The story was by far they most exciting in a game I had played at the time. The characters were full, vibrant, and so well written. I was emotionally invested in the characters and their stories. Perhaps my favourite villains in the series by far. Team Galactic were truly fierce. Beating them at the end of the main storyline felt like a true victory. The leader also had such an effect in how his character was portrayed that I couldn’t help but sympathise with him since his character still seemed human, even though he was “evil”.

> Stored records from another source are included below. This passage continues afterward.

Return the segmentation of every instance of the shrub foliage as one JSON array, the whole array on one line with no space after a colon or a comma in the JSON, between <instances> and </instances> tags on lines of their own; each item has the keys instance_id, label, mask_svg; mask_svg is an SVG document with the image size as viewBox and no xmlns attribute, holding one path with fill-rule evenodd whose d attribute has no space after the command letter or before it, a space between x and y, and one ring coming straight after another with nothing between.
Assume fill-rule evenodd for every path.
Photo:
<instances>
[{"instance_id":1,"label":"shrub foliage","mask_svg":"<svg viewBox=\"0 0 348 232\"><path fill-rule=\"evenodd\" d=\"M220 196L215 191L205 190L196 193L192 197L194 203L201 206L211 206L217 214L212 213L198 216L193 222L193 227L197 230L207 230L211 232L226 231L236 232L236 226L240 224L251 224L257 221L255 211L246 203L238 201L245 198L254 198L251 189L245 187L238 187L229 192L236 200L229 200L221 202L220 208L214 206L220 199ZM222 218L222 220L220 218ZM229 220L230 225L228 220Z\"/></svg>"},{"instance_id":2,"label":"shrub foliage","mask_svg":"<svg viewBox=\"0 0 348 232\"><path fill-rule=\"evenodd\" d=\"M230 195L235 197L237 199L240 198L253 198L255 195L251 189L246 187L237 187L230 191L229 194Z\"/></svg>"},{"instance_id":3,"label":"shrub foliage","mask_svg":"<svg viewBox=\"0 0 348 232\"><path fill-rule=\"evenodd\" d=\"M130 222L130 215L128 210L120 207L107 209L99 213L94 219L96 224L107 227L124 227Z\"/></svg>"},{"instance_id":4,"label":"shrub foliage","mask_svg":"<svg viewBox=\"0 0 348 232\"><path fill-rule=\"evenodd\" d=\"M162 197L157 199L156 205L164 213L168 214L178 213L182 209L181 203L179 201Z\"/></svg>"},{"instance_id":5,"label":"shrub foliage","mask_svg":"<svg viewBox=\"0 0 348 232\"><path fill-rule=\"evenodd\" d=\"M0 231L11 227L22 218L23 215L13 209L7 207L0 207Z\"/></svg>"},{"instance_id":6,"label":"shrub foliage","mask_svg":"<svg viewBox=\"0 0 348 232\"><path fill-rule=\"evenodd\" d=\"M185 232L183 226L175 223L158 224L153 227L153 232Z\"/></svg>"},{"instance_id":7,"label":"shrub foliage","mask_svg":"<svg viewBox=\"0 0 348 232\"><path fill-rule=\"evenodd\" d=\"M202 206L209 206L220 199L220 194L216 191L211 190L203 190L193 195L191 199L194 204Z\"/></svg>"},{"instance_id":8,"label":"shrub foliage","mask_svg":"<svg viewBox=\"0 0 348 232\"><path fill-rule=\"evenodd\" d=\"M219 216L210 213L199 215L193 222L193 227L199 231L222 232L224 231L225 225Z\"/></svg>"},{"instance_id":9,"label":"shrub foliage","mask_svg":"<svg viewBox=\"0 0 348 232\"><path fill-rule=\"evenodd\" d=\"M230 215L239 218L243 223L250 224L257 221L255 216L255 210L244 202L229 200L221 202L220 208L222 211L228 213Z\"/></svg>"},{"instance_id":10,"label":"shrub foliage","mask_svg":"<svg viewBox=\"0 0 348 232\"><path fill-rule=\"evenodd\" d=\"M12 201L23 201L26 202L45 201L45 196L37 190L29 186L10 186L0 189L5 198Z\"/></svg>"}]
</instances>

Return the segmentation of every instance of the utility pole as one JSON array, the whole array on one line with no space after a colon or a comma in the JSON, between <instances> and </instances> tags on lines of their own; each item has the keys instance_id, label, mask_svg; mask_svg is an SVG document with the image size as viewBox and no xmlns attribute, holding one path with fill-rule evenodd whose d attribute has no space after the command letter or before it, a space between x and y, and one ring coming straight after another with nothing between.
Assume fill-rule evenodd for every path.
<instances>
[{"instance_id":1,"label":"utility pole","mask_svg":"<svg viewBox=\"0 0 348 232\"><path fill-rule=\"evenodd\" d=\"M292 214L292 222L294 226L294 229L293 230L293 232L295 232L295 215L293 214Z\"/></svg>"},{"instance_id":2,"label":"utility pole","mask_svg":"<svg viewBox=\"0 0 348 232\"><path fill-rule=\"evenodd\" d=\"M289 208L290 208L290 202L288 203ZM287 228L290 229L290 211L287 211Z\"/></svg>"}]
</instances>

The Pokémon introduced in this game were wonderful. Their aesthetic was marvellous and it furthered the feeling of differentiating locales of the region. Where one could hunt for these creatures made sense with their typing and appearance. It made me want to search through every patch of grass available and I spent hours trying to fill my Pokédex just to see what the next entry would look like.
Overall, Pokémon Diamond/Pearl is a great game. It looks magnificent, it plays wonderfully, and the plot is rich with characters. The Sinnoh region is a surely recommended site. Besides the generic formula, the game does manage to stand out among other titles of the time. When you’ve the time, pick up Pokémon Diamond/Pearl and pay the Sinnoh region a visit. It’s truly worth it.